Bahia recupera R$ 493 milhões e impulsiona receita do ICMS, que cresce 5%

A arrecadação do Imposto sobre Circulação de Mercadorias e Serviços (ICMS) na Bahia teve crescimento expressivo nos quatro primeiros meses de 2025, alcançando R$13,659 bilhões, um crescimento nominal de 11,04% e real de 5,75% em relação ao ano anterior.

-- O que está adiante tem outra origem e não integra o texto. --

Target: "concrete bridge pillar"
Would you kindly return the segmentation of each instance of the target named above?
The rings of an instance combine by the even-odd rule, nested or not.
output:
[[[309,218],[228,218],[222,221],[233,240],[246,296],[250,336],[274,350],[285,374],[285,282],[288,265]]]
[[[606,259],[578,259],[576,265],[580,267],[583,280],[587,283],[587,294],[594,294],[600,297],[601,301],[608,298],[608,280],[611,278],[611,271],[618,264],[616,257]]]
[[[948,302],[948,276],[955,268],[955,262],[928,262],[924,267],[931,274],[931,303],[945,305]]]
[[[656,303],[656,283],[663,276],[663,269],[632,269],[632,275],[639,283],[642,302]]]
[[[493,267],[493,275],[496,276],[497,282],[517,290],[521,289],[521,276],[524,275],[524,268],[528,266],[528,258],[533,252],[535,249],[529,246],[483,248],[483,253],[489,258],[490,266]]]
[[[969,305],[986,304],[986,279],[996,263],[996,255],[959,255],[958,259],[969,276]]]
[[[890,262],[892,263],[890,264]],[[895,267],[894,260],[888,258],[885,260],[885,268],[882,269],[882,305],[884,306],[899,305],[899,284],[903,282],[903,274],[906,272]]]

Esse montante foi impulsionado, principalmente, pela recuperação de créditos tributários no valor de R$493 milhões — um acréscimo de R$360 milhões em relação ao mesmo período de 2024.

Os principais destaques ficaram por conta dos setores do comércio atacadista, varejista, supermercados e segmentos industriais, favorecidos pela retomada da produção e pelo aquecimento do consumo das famílias — mesmo diante do cenário de alta na taxa básica de juros. Um reflexo do Programa de Conformidade Tributária da Secretaria da Fazenda do Estado (Sefaz-BA), que tem priorizado a orientação e o incentivo ao cumprimento voluntário das obrigações fiscais pelos contribuintes, além de reduzir a incidência de multas.

Apesar do bom desempenho geral, segmentos estratégicos como o de petróleo e os serviços de utilidade pública registraram quedas reais de 12,44% e 6,81%, respectivamente. Esses resultados negativos decorrem da aplicação das Leis Complementares nº 192/2022 e nº 194/2022, que alteraram a sistemática de cobrança do ICMS sobre combustíveis, energia, telecomunicações e transporte coletivo, impondo alíquotas mais baixas ao classificar esses bens como essenciais.

Para o Instituto de Auditores Fiscais da Bahia (IAF Sindical), mudanças no comportamento dos consumidores, como o aumento do uso de redes de comunicação alternativas à telefonia tradicional e a expansão da geração de energia solar domiciliar, também contribuíram para a redução na arrecadação desses setores.

“Esse incremento impactante na arrecadação do ICMS, em grande parte deve-se ao Programa de Conformidade Tributária adotada pela Secretaria da Fazenda do Estado da Bahia, primando pela orientação e incentivo ao contribuinte na plena regularização de suas obrigações tributárias, e menor incidência de multas. A gestão tributária deve aprimorar esse bom relacionamento com seu principal parceiro – o Contribuinte -, e atuar com maior ênfase na cobrança administrativa, menos onerosa e mais exitosa”, ressaltou Josias Menezes, Diretor de Estudos Econômicos e Financeiros do IAF Sindical.